Have a question about this project? Sign up for a free GitHub account to open an issue and contact its maintainers and the community.

By clicking “Sign up for GitHub”, you agree to our terms of service and privacy statement. We’ll occasionally send you account related emails.

Already on GitHub? Sign in to your account

generate hic contact map based on purged genome? #79

Open
SmnYanGe opened this issue Jan 15, 2024 · 3 comments
Open

generate hic contact map based on purged genome? #79

SmnYanGe opened this issue Jan 15, 2024 · 3 comments

Comments

@SmnYanGe
Copy link

Hi, Thank you for creating and maintaining YaHS. I would like to ask question regarding the following:
After I assembled the genome using yahs, I purged the assembly using purge_dups. I would like to know if I can use the purged genome to generate a new hic contact map, my steps are as follows:
I followed the 'https://github.com/c-zhou/yahs#generate-hic-contact-maps' procedure,
First filter the alignments_sorted.txt generated in this step to retain what is still retained in the purged assembly.
Then run juicer_tools to generate a new hic contact heatmap with new alignments_sorted.txt and new scaffolds_final.chrom.sizes, but it runs with an error:

java.lang.ArrayIndexOutOfBoundsException: Index 174 out of bounds for length 174
at juicebox.tools.utils.original.ExpectedValueCalculation.addDistance(ExpectedValueCalculation.java:171)
at juicebox.tools.utils.original.Preprocessor$MatrixZoomDataPP.incrementCount(Preprocessor.java:1670)
at juicebox.tools.utils.original.Preprocessor$MatrixPP.incrementCount(Preprocessor.java:1511)
at juicebox.tools.utils.original.Preprocessor.writeBody(Preprocessor.java:777)
at juicebox.tools.utils.original.Preprocessor.preprocess(Preprocessor.java:419)
at juicebox.tools.clt.old.PreProcessing.run(PreProcessing.java:122)
at juicebox.tools.HiCTools.main(HiCTools.java:94)

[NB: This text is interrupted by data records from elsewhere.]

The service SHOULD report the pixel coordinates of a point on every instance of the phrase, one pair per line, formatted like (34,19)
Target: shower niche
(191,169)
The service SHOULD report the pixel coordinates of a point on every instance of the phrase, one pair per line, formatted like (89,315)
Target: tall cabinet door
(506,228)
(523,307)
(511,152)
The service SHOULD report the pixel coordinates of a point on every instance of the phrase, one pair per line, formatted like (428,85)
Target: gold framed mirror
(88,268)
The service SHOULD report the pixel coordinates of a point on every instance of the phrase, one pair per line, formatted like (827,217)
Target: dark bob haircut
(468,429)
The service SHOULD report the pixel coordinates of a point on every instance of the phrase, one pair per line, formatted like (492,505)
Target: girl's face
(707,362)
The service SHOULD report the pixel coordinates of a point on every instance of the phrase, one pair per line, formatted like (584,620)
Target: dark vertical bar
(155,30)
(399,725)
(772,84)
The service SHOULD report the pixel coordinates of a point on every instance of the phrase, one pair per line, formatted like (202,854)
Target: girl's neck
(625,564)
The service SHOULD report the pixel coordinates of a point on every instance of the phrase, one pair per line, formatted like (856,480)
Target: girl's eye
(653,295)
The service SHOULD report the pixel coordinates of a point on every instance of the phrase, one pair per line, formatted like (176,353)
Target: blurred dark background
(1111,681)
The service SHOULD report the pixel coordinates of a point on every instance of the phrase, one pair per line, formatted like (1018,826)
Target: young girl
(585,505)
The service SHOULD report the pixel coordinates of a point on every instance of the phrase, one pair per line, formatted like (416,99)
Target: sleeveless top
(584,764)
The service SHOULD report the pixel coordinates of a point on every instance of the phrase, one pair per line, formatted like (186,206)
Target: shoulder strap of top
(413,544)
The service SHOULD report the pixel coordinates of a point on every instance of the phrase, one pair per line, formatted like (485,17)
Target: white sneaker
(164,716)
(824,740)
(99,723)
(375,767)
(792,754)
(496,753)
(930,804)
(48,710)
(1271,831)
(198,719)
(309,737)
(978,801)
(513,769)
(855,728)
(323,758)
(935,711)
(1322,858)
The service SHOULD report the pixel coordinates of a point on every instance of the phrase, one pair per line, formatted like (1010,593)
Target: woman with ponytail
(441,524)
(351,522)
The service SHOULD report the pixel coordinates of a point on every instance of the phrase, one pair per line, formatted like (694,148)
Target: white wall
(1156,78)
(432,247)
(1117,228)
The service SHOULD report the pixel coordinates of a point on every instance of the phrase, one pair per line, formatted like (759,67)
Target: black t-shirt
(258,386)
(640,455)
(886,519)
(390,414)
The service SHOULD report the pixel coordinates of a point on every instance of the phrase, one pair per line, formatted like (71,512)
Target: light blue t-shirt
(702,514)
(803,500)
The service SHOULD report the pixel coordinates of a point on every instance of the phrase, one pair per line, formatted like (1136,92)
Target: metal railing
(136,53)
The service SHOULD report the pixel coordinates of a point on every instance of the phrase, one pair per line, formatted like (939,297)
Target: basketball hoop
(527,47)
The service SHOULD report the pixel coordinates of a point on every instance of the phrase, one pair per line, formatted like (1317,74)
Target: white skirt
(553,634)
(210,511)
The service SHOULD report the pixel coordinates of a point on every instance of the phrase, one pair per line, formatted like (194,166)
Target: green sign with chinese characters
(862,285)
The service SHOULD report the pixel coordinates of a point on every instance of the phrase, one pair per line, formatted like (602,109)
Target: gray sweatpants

I would like to know your opinion and advice, Thanks for your help!

@c-zhou
Copy link
Owner

c-zhou commented Jan 18, 2024

Hello @SmnYanGe,

I cannot tell where the problem is from the error message. My guess is that you have a very short sequence in your scaffolds - maybe 174bp long, and this triggered a juicer_tools problem. One solution could be removing those extremely short sequences. You just need to update the scaffolds_final.chrom.sizes to exclude the corresponding lines.

Best,
Chenxi

@SmnYanGe
Copy link
Author

Hi @c-zhou and thank you for your response!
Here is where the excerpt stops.